El Chapo's cartel, Chicago fentanyl market targeted by new DEA operation

CHICAGO (WLS) -- Drug Enforcement Administration officials have launched Project Wave Breaker in an effort to stop the surge of fentanyl deaths both in Chicago and nationwide.

The majority of more than 87,200 opioid overdoses in the U.S. are tied to fentanyl, which is 50 times more powerful than heroin and too often a fatal high. According to medical examiner data, at least 1,828 people in Cook County died from opioid overdoses in 2020; the most on record.

"One kilogram could potentially kill 500,000 people," said Bob Bell, Special Agent in Charge, DEA Chicago.

A kilo of pure fentanyl could fit in your back pocket, according to investigators, and is worth approximately $1.5 million on the street.
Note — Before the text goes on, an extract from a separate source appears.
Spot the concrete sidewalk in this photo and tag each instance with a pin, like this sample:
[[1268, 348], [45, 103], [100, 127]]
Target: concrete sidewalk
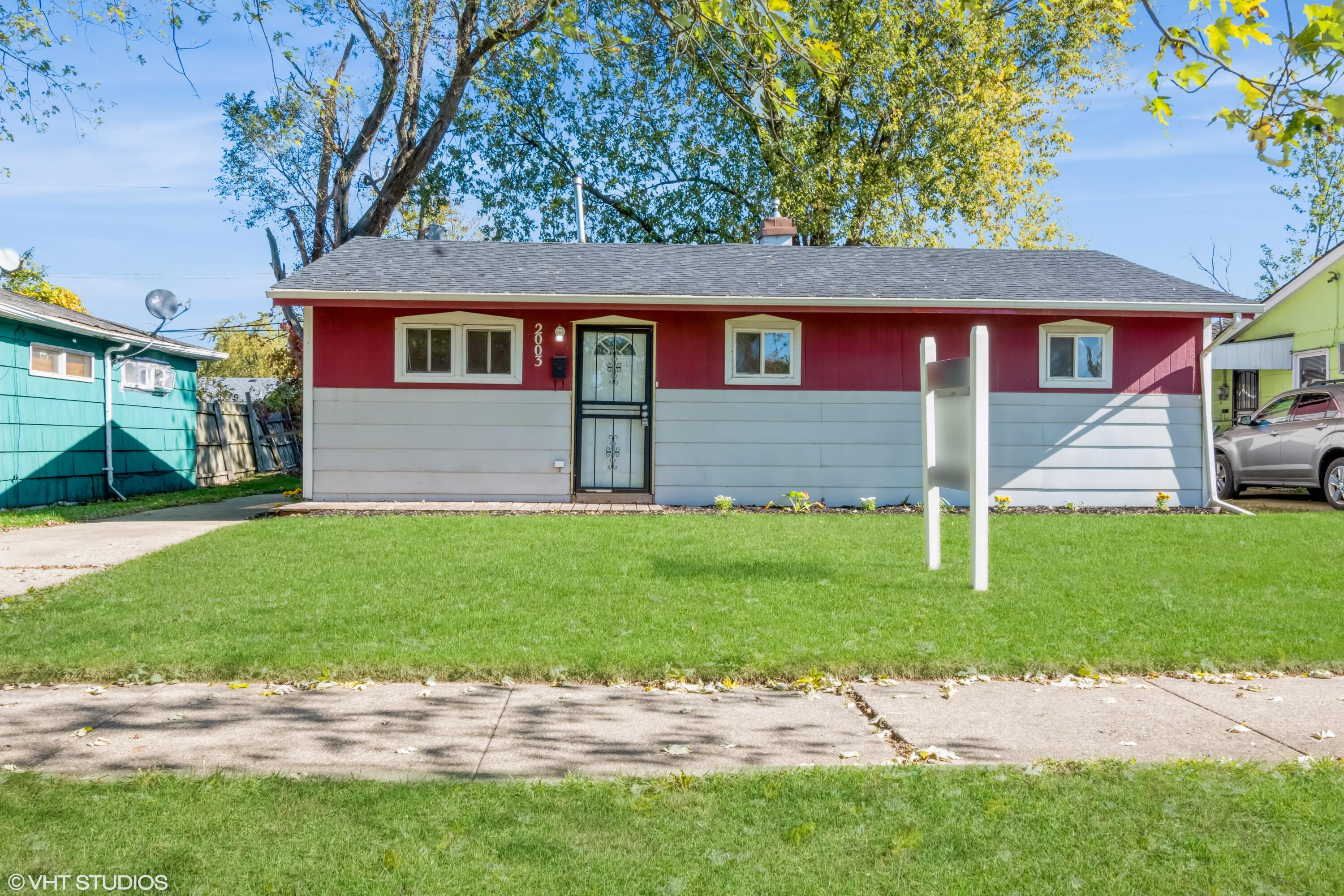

It is small, deadly and highly profitable for the Sinaloa cartel formerly owned and operated by Joaquin Guzman, known as El Chapo.

Guzman is in prison for life in the U.S. but authorities say his sons run the cartel in Mexico and control fentanyl sales in Chicago and 10 other American cities pummeled by overdose deaths.

Chicago's top drug crime fighter Bob Bell told the I-Team that each city will receive an influx of federal money to help police the problem.

"That will help us interrupt the supply of fentanyl in the country, go back and disrupt and dismantle portions of the Sinaloa cartel." Bell said. "[The] fentanyl problem just connects the drug overdose problem to the violence with the cartels in Mexico and also connects the overdose deaths right here in the U.S. and in Chicago to the violent street organizations distributing fentanyl."

On the other side of the crisis, Dr. Allison Arwady, the Chicago Department of Public Health Commissioner, helps tackle the human toll.

"I'm really concerned about it, especially where we're seeing more and more of the fentanyl and people who are overdosing who may not have," Dr. Arwady said. "We're working with Chicago Fire Department, we're working with community based organizations in terms of wanting to make sure that after somebody has overdosed, what are we doing in terms of follow up there?"

Even as the Sinaloa cartel supplies fentanyl in Chicago, another cartel, Jalisco New Generation or CJNG, dominates heroin and cocaine sales, according to federal drug agents. A potentially violent clash of drug titans could occur if the two cartels fight over fentanyl.

DEA officials say essentially cartels go where the money is, and right now the money is in fentanyl's powerful allure and huge profits.